MPL-2.0 on GitHub: https://github.com/monkeysee-ai/rotunda

Longer writeup on the design choices: https://pierce.dev/notes/a-browser-for-agents

Also check out the demo on the site! https://www.rotunda.sh/

Pretty excited by how this turned out but we’re still super early. Give it a try and please flag any issues!

2 comments

If you're training this on your own timing patterns, do you worry that eventually captchas will pick up on this and you yourself will no longer be able to prove you are a human?
Not particularly. I'm not yet convinced people's mouse movements are unique enough to our identity that they're useful as a fingerprint, whereas it's very easy to classify whether something looks bezier or looks human.

Eventually I'm hoping to collect enough data here to train a biased decoding model, so you could input some randomized personality vector (which implicitly encodes slow movement, jerky motion, trackpad, mouse, etc) and have that impact the RNN generation.

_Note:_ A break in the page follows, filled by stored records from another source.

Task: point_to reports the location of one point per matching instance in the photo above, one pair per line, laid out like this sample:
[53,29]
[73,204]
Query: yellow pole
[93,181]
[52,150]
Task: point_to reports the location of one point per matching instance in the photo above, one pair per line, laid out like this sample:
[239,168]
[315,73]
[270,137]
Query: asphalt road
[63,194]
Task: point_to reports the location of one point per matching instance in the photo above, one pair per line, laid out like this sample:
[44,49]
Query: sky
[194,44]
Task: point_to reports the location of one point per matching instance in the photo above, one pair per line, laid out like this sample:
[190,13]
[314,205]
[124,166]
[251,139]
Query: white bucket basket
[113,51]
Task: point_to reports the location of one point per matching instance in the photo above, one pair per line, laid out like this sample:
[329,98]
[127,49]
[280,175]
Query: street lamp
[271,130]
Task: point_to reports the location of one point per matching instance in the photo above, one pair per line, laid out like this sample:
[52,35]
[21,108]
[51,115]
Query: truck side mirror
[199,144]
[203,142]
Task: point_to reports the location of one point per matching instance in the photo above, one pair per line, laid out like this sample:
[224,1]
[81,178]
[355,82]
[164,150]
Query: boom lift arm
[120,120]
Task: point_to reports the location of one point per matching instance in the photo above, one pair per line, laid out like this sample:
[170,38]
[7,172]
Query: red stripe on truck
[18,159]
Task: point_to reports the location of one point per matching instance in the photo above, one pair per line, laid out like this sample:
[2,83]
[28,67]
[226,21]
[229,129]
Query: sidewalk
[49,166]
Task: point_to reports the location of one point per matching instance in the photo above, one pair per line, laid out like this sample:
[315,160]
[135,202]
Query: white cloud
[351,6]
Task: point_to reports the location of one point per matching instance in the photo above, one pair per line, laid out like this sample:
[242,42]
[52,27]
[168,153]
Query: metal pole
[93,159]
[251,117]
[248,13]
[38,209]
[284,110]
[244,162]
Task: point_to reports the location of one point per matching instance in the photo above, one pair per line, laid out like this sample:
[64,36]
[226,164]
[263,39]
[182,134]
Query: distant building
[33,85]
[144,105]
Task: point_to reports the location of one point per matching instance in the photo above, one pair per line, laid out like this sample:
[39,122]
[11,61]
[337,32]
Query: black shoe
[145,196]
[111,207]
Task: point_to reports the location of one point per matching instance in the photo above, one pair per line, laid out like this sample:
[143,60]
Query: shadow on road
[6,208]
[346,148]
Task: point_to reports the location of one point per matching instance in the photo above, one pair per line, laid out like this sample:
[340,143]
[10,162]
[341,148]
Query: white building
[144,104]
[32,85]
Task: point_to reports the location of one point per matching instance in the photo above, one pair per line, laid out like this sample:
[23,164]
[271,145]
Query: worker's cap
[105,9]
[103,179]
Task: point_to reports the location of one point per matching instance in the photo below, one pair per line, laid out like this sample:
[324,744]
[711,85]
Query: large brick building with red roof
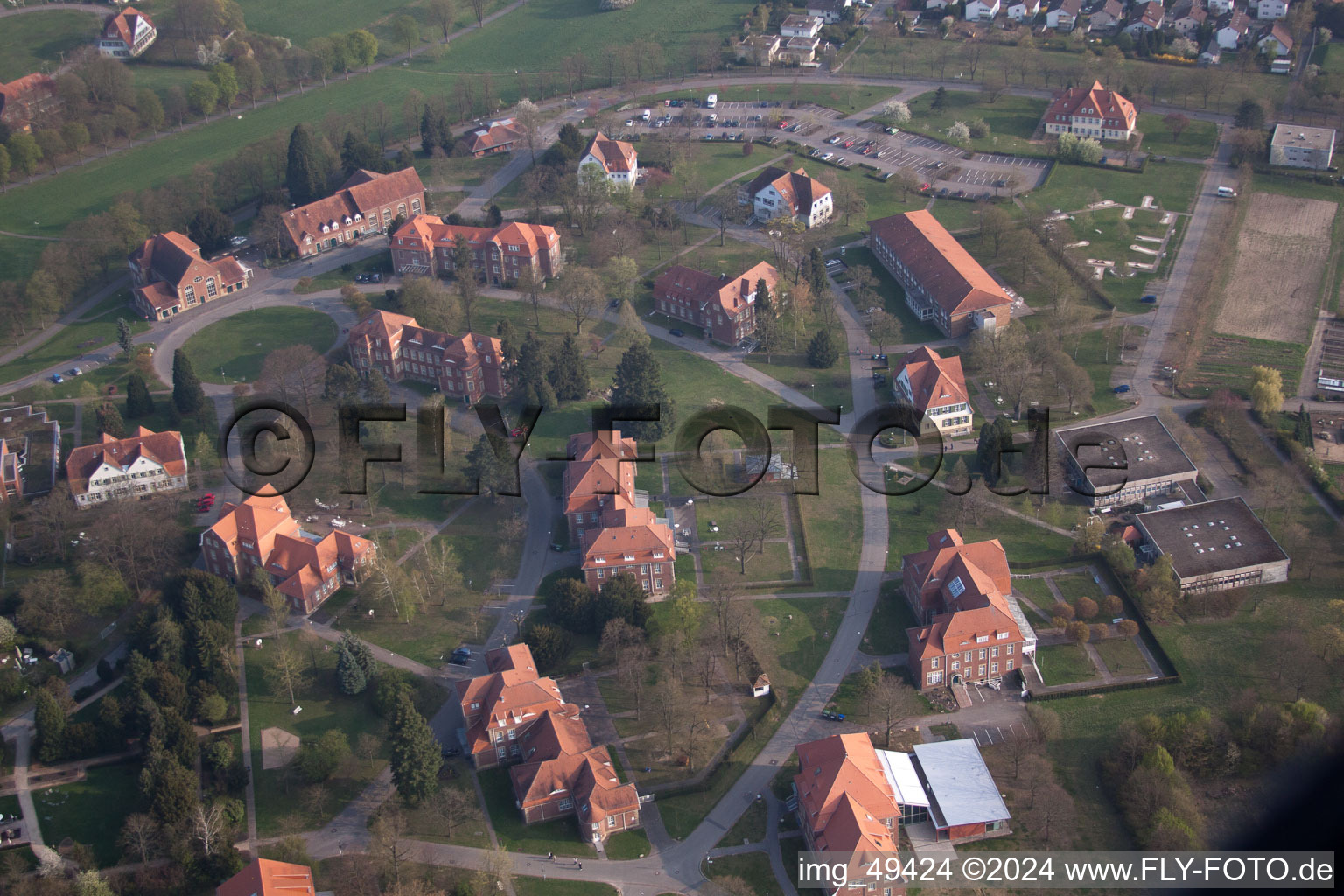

So in theory there would be infinite combinations from the larger subspace we're sampling from.

I think the way to do it is to think of this as your own browser that can also be used by agents (with granular permissions). I use the browser for 5h today and my patterns then inform another 12h of agent use
Is there a way for the browser viewport width to respond to the window resizing (in headed mode)?
Could look into addressing this. What are you trying to achieve?